Os controles são estranhos, porque os desenvolvedores decidiram usar um conjunto um tanto quanto confuso de "controles de tanque" (algo já antiquado na época de lançamento do jogo), onde apertar para cima para cima significa que você sempre se move na direção que seu personagem está olhando, enquanto pressionar para os lados faz seu personagem girar. O mais estranho disso, no entanto, é que o botão triangulo acelera seu personagem, fazendo ele meio que se mover como um carro em um jogo de corrida. Não atrapalha nem nada pq é um RPG e movimentação não é um elemento chave do genero, mas não deixa de ser esquisito.
Mas então, considerando tudo o que eu disse até aqui, acho importante destacar o que eu acho que realmente aconteceu para transformar esse jogo que tinha tanto brilhantismo em "um dos jogos já lançados": pra mim o jogo parece inacabado. Este jogo cheira a um Genki dizendo ao time de desenvolvimento do jogo "acabou o dinheiro, termina aí e lança do jeito que dá!".
Dá pra sentir claramente que o time de desenvolvimento tinha muito mais em mente, porque a segunda metade do jogo é rushada a toque de caixa de uma forma que eu não via desde XENOGEARS. O final completamente anticlímax, os personagens subutilizados que estavam se desenvolvendo de maneira interessante, o jogo cortar seu acesso a cidade e virar só masmorra masmorra masmorra, e ainda nisso a reutilização das três primeiras masmorras novamente para a segunda metade do jogo, praticamente sem nenhuma alteração feita a elas ou qualquer construção de história, dos 171 monstros do jogo cerca de 100 você não pode acessar até o pós-jogo na dungeon bônus de 1000 andares (a propósito, isso nada mais é do que as mesmas telas repetidas várias vezes).

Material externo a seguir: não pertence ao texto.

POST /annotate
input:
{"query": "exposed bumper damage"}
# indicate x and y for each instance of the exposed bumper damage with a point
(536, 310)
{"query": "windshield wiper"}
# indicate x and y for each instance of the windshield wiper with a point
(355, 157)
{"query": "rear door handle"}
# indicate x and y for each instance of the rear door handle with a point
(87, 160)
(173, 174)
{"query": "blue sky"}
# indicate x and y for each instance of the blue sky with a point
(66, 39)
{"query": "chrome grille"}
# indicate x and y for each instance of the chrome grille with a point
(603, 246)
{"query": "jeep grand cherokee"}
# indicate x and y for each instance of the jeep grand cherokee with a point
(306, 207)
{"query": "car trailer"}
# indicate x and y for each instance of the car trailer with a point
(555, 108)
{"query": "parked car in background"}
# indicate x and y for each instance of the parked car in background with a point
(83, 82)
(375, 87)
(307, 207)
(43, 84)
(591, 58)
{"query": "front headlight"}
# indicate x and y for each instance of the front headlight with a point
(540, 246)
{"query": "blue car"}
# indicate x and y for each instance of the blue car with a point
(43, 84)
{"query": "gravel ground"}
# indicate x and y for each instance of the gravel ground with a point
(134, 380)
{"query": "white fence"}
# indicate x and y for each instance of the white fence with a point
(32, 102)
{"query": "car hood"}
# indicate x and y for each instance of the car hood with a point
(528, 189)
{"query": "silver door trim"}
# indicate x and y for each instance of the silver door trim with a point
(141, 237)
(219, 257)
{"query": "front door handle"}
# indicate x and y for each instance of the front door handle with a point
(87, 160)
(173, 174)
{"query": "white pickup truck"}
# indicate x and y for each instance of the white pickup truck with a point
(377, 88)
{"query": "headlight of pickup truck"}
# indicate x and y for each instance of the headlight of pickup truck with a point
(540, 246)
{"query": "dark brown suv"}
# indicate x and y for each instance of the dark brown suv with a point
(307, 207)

Eu não tenho nenhuma prova para respaldar minhas alegações, mas eu já joguei videogame o bastante nessa vida para reconhecer as evidências bastante fortes de que por alguma razão ou outra eles não lançaram o jogo que queriam ter lançado, e isso em 99% das vezes é sobre dinheiro. E isso é de longe a coisa mais deprimente sobre a experiência. É triste porque a primeira metade do jogo tem momentos genuinamente brilhantes, mas a segunda metade é tão sem graça que não só arrasta o jogo pra mediocridade, como também mata qualquer empolgação que você pudesse ter tido.
Genuinamente desejo que o time não tenha esses problemas na sequencia para PS2, mas isso só veremos daqui a alguns anos. O que eu posso dizer até lá é que eles estavam construindo algo verdadeiramente especial aqui, algo que jamais veremos.